On a wild and rainy weekend that brought flooding and damaging winds to Victoria, we borrowed Robs camper and cruised up the Tassy east coast. We especialy loved the Bay of Fires, and managed to coax the camper into a spot right on the beach. It was fantastic going to sleep to the sound of 2 metre waves breaking onto the shore, just metres from our spot.

Bay of Fires camp site on a wild and wet weekend. Pete snatched this shot in a rare break of the rain.

We took advantage of a special at Kogans and picked up two folding bikes. These will be our principal land transport once we move aboard, and sell the car. It will be the first time in nearly forty years we will be car-less.

Deb tries out her new folding bike. You never forget how to ride!

6 thoughts on “Frame seven complete and cockpit commenced.

    • Yep: We have managed to incorporate a dedicated locker for the bikes in the stern steps area. An idea pinched from Chris Firth from SeeBeeZee. Bay of Fires spectacular even in the appalling weather. You can see the aqua colour of the water in the photo despite the big swells.

      Liked by 1 person

  1. Ahoy Pete and Deb,
    So nice to see your progress. It’s getting close no here in the Pacific North West USA. I’m at the glassing stage but looks like I’ll be waiting for a while as it’s raining here.
    Do you have any drawings of the saloon you are building differently.
    I am contemplating building composite chainplates. Any thoughts??
    Cheers Dean


    • Hi Dean. You are like us: very subject to the weather, we feel your pain! We actually built the saloon to the principal dimensions listed in the plans. but we devised our own framing as they are not included. The main thing to consider however is the potential weight that such a large seating area may have to accommodate. The airline industry deems the average adult weight to be around 80 kg per person so for (say) 12 people that’s potentially around 960 kg. (2116 lbs).

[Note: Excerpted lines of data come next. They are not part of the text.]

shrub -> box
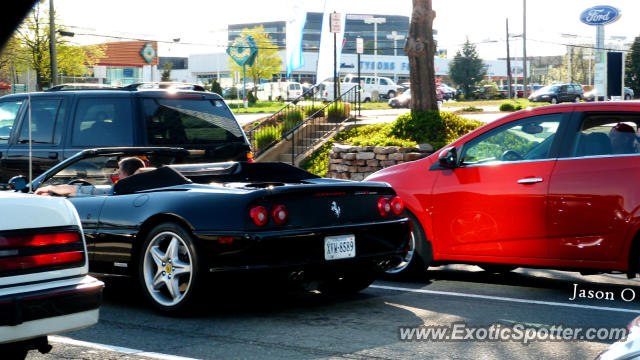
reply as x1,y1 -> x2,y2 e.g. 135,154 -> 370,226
392,111 -> 484,149
254,126 -> 282,149
224,86 -> 238,99
499,103 -> 515,111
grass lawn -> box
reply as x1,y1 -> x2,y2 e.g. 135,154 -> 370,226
227,100 -> 285,114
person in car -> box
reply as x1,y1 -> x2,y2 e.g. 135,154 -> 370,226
36,157 -> 144,197
609,123 -> 636,154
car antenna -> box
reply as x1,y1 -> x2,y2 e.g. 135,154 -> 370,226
27,94 -> 33,194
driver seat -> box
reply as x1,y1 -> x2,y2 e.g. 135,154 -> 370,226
113,166 -> 191,195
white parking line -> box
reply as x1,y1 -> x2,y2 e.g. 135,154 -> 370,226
49,335 -> 199,360
369,285 -> 640,314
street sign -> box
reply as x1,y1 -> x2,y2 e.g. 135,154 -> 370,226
330,12 -> 342,33
227,36 -> 258,66
580,5 -> 621,26
140,42 -> 158,64
356,38 -> 364,54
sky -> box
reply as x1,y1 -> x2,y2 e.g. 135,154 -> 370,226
53,0 -> 640,60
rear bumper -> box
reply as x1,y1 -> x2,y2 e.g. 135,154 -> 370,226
196,218 -> 410,272
0,276 -> 104,343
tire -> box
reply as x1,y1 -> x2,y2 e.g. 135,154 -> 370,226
386,214 -> 433,279
478,264 -> 518,274
319,272 -> 376,296
138,222 -> 201,315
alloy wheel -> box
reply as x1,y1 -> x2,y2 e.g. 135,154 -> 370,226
143,231 -> 193,306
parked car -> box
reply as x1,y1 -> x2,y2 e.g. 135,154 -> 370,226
388,88 -> 444,108
256,81 -> 302,101
0,191 -> 104,359
0,84 -> 252,183
529,84 -> 583,104
343,75 -> 402,100
12,148 -> 410,313
365,102 -> 640,277
438,84 -> 456,100
388,89 -> 411,109
584,86 -> 634,101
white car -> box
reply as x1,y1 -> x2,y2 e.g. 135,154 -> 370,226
0,191 -> 104,359
344,75 -> 401,101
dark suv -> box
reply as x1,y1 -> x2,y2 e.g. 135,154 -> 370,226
529,84 -> 584,104
0,84 -> 252,183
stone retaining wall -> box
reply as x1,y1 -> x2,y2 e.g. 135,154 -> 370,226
326,144 -> 433,181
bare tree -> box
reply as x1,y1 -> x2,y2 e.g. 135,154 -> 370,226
404,0 -> 438,111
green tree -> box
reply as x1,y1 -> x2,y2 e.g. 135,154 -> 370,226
624,36 -> 640,95
449,39 -> 487,97
160,62 -> 173,81
228,25 -> 282,85
404,0 -> 438,111
10,2 -> 105,89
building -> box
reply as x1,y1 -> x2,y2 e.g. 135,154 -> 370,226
93,41 -> 160,86
179,13 -> 507,86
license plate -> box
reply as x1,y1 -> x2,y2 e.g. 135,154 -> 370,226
324,235 -> 356,260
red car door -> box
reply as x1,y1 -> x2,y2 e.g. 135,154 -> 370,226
433,114 -> 562,262
548,105 -> 640,260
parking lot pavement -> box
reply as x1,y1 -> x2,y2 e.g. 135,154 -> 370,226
28,265 -> 640,360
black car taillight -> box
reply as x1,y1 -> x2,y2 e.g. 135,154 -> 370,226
249,206 -> 269,226
391,196 -> 404,215
271,205 -> 289,225
0,231 -> 85,274
378,197 -> 391,216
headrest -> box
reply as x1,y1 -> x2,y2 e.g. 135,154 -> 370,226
113,166 -> 191,195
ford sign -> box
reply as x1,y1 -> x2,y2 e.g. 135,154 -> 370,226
580,5 -> 620,25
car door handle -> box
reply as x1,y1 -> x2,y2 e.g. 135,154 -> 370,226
518,178 -> 542,185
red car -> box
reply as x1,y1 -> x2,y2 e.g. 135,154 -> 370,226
366,102 -> 640,277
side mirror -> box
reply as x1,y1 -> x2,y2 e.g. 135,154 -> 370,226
9,175 -> 27,191
438,146 -> 458,169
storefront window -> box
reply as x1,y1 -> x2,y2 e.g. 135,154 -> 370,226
106,67 -> 142,86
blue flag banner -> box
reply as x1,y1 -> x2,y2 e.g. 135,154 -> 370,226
287,0 -> 307,77
316,0 -> 347,84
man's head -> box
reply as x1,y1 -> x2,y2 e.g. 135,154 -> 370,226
118,157 -> 144,180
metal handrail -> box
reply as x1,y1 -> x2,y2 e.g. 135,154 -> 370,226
247,84 -> 321,136
247,86 -> 360,165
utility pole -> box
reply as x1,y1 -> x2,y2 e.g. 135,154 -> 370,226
507,19 -> 513,99
364,17 -> 387,76
522,0 -> 529,99
387,30 -> 404,83
49,0 -> 58,87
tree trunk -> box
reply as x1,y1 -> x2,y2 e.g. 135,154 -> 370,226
404,0 -> 438,111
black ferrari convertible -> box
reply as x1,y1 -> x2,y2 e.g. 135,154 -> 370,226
11,148 -> 410,313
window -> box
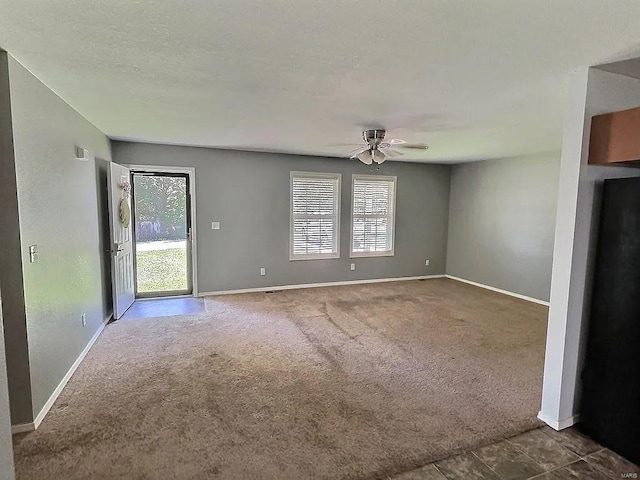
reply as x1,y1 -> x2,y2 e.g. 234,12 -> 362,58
289,172 -> 340,260
351,175 -> 396,257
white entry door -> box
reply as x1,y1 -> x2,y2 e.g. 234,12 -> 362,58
109,163 -> 135,320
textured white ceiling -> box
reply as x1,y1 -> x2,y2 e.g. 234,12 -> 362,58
0,0 -> 640,162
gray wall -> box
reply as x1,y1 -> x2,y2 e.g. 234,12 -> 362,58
0,286 -> 14,480
447,152 -> 560,301
0,51 -> 32,423
113,142 -> 451,292
3,57 -> 111,423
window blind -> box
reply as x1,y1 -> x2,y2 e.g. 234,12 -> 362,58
351,175 -> 396,256
290,172 -> 340,260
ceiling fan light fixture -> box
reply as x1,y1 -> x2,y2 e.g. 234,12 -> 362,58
371,150 -> 387,165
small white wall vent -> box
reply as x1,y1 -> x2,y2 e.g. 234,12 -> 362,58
76,145 -> 91,160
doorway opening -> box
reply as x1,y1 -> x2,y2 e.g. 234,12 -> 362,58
131,169 -> 194,298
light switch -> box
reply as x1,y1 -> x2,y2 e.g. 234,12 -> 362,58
29,245 -> 38,263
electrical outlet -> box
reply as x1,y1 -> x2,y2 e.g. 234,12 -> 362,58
29,245 -> 39,263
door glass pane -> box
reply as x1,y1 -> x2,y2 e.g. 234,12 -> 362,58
133,174 -> 190,295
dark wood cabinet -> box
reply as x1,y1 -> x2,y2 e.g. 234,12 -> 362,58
580,178 -> 640,464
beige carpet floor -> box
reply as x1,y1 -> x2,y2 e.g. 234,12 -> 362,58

I’ll send you some photos showing how we did it: but I reckon there is more than one way to skin that cat. In relation to composite chain plates, I have no knowledge of that engineering. Pete’s plans are simple and fool-proof and have no known failures that I’m aware of. To deviate from them usually adds time, money or weight. For us time is a cost. Personally I struggle to see the advantages other than they may look better than bolt-on’s. We intend to polish the SS chain plates to add some bling. We have received our first quote of $560AUD for all 9 (including the fore-beam tangs) which works out to $62 each. I’m happy with that as they will be rounded and beveled professionally.

      Liked by 1 person

  2. I added a pic of the composite chainplates on my thread on Diyyachts. They are an incorporated part of the boat. I believe they look much better and weight considerably less and there are no holes on my boat. Just a thought.